# Audyssey DSX experiences?



## erwinbel (Mar 23, 2010)

Hello,

I am plotting a HT. Started building a pair of gigantic LLT SW already, even if the actual build of the HT - in a new house - is not for some time very soon. I am biassed towards the DSX surround system with Wides & Heights. Maybe I just do the wiring for it and decide after hearing the 5.1 basic set-up. I will be using 7 proper floorstanding towers (100 liters), except for the Heights, which will be in-ceiling. No Surround backs are intended this far.

Feel free to share your opinion, since I haven't read that many user reviews on DSX. I have not yet heard it myself.
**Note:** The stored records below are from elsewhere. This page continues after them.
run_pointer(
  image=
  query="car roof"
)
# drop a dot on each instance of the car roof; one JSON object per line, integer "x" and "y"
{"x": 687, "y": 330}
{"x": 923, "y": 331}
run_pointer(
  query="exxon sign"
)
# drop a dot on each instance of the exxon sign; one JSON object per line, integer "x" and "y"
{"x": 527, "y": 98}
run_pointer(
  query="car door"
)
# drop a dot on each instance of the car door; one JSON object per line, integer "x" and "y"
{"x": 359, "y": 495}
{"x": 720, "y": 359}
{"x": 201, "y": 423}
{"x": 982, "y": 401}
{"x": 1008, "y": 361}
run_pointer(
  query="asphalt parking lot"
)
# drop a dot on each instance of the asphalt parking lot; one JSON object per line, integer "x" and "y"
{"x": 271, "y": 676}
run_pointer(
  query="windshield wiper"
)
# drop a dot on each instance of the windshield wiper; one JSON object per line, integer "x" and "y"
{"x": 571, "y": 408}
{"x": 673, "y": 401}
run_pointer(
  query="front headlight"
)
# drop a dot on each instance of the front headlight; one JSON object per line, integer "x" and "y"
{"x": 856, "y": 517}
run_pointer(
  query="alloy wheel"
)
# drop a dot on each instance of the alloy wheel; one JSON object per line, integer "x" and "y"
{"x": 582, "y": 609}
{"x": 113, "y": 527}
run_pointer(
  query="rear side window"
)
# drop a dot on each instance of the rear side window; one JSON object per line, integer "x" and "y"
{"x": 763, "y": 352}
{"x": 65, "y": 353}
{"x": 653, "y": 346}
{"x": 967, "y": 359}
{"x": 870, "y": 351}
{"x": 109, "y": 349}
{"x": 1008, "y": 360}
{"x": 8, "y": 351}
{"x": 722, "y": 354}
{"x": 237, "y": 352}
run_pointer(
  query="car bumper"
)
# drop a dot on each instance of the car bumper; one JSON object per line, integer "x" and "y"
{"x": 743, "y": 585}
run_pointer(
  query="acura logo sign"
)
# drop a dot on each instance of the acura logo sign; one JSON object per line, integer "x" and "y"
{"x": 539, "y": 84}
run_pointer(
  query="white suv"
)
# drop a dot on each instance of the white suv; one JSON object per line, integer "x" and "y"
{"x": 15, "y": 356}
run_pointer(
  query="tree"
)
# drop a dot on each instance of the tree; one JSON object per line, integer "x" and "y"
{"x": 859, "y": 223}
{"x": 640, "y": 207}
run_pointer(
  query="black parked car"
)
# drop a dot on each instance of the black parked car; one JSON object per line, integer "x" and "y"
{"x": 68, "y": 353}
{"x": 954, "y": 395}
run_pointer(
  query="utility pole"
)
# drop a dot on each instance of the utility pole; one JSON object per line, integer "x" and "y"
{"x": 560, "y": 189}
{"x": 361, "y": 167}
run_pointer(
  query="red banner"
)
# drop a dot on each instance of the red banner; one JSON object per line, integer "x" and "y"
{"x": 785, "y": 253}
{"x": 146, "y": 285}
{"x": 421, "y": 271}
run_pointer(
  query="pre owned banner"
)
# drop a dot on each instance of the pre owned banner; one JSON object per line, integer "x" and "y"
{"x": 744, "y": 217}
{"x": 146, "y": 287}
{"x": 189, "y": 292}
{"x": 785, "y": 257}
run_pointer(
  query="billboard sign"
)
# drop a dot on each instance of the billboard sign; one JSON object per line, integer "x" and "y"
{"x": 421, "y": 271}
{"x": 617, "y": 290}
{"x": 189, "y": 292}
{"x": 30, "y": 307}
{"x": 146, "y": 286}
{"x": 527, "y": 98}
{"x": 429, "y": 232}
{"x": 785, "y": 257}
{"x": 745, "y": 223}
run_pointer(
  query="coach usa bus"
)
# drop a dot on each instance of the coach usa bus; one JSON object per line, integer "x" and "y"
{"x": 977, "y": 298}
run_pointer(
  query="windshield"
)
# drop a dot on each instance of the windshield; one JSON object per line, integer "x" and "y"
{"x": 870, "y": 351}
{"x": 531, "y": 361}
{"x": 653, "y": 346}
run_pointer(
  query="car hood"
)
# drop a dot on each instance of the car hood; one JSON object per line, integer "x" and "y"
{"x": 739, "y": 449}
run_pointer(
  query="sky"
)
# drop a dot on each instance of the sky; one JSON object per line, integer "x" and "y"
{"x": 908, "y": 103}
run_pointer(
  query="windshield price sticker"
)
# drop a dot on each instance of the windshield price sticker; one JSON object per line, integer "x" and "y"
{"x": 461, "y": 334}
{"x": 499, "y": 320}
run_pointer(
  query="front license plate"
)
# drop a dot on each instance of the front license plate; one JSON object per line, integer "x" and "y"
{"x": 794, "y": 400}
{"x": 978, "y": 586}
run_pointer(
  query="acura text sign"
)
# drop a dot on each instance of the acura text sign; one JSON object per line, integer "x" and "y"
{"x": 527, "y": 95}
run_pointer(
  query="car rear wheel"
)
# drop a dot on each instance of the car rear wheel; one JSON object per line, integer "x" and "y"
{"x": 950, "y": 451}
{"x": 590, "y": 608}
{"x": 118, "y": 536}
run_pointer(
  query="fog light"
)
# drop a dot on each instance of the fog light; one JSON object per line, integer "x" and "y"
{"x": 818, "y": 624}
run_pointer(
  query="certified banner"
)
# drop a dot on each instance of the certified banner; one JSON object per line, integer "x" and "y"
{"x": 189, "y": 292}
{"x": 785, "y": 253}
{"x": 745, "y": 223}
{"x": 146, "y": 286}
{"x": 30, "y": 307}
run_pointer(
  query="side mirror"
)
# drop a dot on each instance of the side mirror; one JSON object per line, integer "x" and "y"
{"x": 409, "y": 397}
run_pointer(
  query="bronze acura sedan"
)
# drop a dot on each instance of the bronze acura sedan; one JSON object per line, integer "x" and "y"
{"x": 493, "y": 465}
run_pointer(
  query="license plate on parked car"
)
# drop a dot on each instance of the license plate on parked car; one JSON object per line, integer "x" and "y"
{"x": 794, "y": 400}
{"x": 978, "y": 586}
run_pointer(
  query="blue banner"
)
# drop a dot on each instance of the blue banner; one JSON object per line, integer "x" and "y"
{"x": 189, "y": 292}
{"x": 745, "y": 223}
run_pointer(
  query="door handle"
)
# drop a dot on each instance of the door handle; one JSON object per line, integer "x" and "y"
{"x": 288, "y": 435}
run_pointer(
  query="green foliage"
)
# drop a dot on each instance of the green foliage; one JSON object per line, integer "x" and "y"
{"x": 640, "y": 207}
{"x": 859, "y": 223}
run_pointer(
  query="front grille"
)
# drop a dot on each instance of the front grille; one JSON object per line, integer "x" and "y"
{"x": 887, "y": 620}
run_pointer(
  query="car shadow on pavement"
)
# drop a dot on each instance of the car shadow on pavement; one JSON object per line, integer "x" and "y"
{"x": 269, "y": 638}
Here's the design so far: 
View attachment Ronse2010B_HTplan2.pdf


----------



## eugovector (Sep 4, 2006)

I'd also be curious if anyone has experimented with DSX, Dolby ProLogic Z or anything similar. Unfortunately it seems that, even when people have receivers that supports these features, they are rarely utilized.


----------



## erwinbel (Mar 23, 2010)

I have tried the front Presents on my Yamaha. For grand action (Star Wars) it provides a larger scale. For gaming (PS3 shooter) it gives an improved sence of depth to the scene. 

Reports say the Heights from DPLIIz & DSX are fairly subtle, unlike the DSX Width...


----------